Her son wrote "For many years she performed to quite an extent the duties of a female physician, besides attending to her household duties having the care, as a faithful mother, of seven children, and performing a teacher's work."
Rev. Timothy Horton Ball, well-educated son of Jane and Hervey Ball, was ordained a Baptist Minister, became well known as he rode the Bible circuit across southern Lake County, faithfully recorded our history in his many publications and founded a private school in the City of Crown Point, Ind. Rev. Ball died in 1915 and was buried at Whatley, Ala., near the home of his daughter. There is a tall stone monument to his memory at the Ball family plot at the Creston, Ind., Cemetery, and a fine school in the City of Crown Point, Indiana, was dedicated to him.

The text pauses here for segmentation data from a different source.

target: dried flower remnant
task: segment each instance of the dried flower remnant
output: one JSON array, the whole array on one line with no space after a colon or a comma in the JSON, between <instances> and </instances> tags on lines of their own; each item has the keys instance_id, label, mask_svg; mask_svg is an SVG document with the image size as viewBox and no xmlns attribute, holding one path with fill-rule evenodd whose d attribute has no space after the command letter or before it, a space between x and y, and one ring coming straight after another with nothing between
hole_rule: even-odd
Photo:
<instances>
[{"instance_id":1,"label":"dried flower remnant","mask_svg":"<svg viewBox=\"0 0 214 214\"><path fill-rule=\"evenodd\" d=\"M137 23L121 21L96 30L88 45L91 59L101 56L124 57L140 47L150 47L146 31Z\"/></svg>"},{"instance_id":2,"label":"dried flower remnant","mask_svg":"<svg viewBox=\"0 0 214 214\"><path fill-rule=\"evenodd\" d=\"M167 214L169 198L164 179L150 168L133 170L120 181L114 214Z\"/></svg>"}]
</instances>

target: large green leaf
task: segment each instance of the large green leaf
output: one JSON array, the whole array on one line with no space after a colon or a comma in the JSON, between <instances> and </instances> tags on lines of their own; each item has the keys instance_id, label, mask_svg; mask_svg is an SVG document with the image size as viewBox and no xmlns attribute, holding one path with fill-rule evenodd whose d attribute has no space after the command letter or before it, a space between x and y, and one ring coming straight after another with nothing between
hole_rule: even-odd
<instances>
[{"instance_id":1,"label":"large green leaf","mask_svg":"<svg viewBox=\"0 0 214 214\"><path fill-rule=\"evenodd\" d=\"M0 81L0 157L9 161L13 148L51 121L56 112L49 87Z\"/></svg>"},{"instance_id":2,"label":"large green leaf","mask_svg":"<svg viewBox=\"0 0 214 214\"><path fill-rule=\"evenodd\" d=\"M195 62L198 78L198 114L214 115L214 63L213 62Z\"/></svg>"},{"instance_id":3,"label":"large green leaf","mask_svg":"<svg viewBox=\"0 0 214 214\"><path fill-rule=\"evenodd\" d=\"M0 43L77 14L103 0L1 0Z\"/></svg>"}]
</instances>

Jane A. Horton Ball, teacher, doctor, faithful mother and community leader at Cedar Lake and Crown Point, passed away Oct. 14, 1880 at the age of 76, and was buried near her husband and several children at the Creston cemetery.
The Jane A. Horton Ball School at 13313 Parrish Ave., only a short walk from the site of her log pioneer school and the early Ball family estate at Cedar Lake. was named in her memory.